Is there sometimes value in a stiff upper lip, putting a brave face and getting on with life? Is it sometimes healthier to do that? Having a “stiff upper lip” has always seemed to me a very upper class, even aristocratic trait. Particularly English and generally more predominantly male. These are my views, I haven’t conducted any kind of scientific study into the matter. But there are times when I think it is a trait to be emulated.

For instance, how hard would it be to say “I’m ok, thanks” in reply to a question about how you are? You could even be really daring and say you were good, instead of the over-spill of detail about your work problems, relationship woes, and incipient health worries. It’s not necessarily about truth in these circumstances, it’s sociolinguistics, a way of establishing contact with other people. It’s the same as talking about the weather so why not try appreciating the lingering Autumnal sunshine, rather than complaining about the cold?

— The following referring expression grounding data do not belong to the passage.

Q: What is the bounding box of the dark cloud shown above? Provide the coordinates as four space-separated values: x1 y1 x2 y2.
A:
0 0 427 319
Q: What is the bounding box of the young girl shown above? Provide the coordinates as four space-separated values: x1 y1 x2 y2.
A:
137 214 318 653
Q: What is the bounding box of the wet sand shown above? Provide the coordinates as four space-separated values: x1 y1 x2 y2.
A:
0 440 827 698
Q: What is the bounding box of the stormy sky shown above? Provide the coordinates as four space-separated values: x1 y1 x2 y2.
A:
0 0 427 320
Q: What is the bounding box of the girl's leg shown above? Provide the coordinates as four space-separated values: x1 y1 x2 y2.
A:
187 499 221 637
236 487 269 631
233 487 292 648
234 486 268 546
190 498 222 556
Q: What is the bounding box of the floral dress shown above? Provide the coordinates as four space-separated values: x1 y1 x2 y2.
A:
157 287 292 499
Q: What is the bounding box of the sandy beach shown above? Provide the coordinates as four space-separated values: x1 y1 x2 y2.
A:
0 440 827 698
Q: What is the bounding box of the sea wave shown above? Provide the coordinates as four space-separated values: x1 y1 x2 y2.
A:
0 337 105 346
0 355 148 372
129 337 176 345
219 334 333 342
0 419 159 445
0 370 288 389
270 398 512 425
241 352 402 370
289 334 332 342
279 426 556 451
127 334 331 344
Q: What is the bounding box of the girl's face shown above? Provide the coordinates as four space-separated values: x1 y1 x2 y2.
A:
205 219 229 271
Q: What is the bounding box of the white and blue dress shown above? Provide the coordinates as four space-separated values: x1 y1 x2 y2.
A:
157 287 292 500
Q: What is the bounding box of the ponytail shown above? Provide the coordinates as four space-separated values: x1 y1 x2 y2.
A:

So what do you think? Are you a chronic (over?) sharer or a stiff upper lipper? Do you like hearing all the intimate details of other lives and woes or do you sometimes wish everyone would just shut up? Thoughts on a comment box-shaped postcard, please.

 

Princess

My own personal caveat: there are mental health issues, life events, accidents, all so horrific that counselling is the only way. We suffer accidents, witness atrocities, have vile things done to us or our loved ones.  Then I firmly believe in the power of talking and listening as part of the way to help us heal.